Abject Failure: White House Disinformation Panel Likely to be Scrapped
[guest post by JVW]
Here is thus far the best political news of the week:
After a wave of backlash, the Department of Homeland Security is considering shutting down its just-created Disinformation Governance Board, which was officially tasked with combatting false narratives around domestic terrorism and human trafficking along the border, but which was widely interpreted as having a much broader brief to monitor and possibly curtail disfavored political speech.
Just three weeks after its inception, the disinformation board’s operations have been “paused,” multiple anonymous DHS officials told the Washington Post. DHS reportedly decided to shut down the board entirely on Monday and its director, Nina Jankowicz, tendered a voluntary resignation letter on Tuesday. But DHS officials quickly called Jankowicz to give her the option to stay on while the Homeland Security Advisory Committee determines whether to shut down the board entirely.
Beyond the potential for Orwellian behavior from a government board tasked with determining what is legitimate political opinion and what comprises “disinformation,” the selection of Ms. Jankowicz as director was a completely avoidable error that the White House nevertheless blundered straight into.
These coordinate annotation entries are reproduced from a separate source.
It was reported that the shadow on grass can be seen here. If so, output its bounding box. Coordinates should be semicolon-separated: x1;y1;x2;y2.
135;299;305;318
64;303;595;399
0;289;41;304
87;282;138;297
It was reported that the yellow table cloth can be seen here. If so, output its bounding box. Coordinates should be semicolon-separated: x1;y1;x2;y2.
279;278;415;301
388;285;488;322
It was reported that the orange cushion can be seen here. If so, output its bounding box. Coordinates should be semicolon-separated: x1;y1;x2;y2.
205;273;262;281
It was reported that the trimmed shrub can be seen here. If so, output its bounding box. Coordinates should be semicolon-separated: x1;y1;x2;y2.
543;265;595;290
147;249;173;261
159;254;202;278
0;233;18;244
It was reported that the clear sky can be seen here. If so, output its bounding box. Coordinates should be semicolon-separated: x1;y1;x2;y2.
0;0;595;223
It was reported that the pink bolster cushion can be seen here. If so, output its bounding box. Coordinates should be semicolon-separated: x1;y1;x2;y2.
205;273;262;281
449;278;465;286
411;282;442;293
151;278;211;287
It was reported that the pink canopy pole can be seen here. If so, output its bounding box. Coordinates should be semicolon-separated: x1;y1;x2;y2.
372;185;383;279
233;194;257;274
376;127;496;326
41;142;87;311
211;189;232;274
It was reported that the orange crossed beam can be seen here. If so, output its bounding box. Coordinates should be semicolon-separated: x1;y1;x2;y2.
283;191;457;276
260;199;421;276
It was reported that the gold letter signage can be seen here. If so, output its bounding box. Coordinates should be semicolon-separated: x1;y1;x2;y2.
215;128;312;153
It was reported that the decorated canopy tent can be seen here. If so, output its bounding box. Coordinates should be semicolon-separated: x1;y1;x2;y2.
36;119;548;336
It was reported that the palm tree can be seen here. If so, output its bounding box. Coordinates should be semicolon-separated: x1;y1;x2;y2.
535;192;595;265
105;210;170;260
A fellow (but not a fella) at the Wilson Center, an ostensibly nonpartisan research center but one which receives almost a third of its funding from the taxpayer, and an alleged expert on Russia and Ukraine, Ms. Jankowicz has also distinguished herself for her insider dismissal of the Hunter Biden laptop story, her weird feminist musings which require her to concoct largely implausible scenarios of male boorishness to make her points, and her curious penchant for making up really weird songs and sharing them with the public.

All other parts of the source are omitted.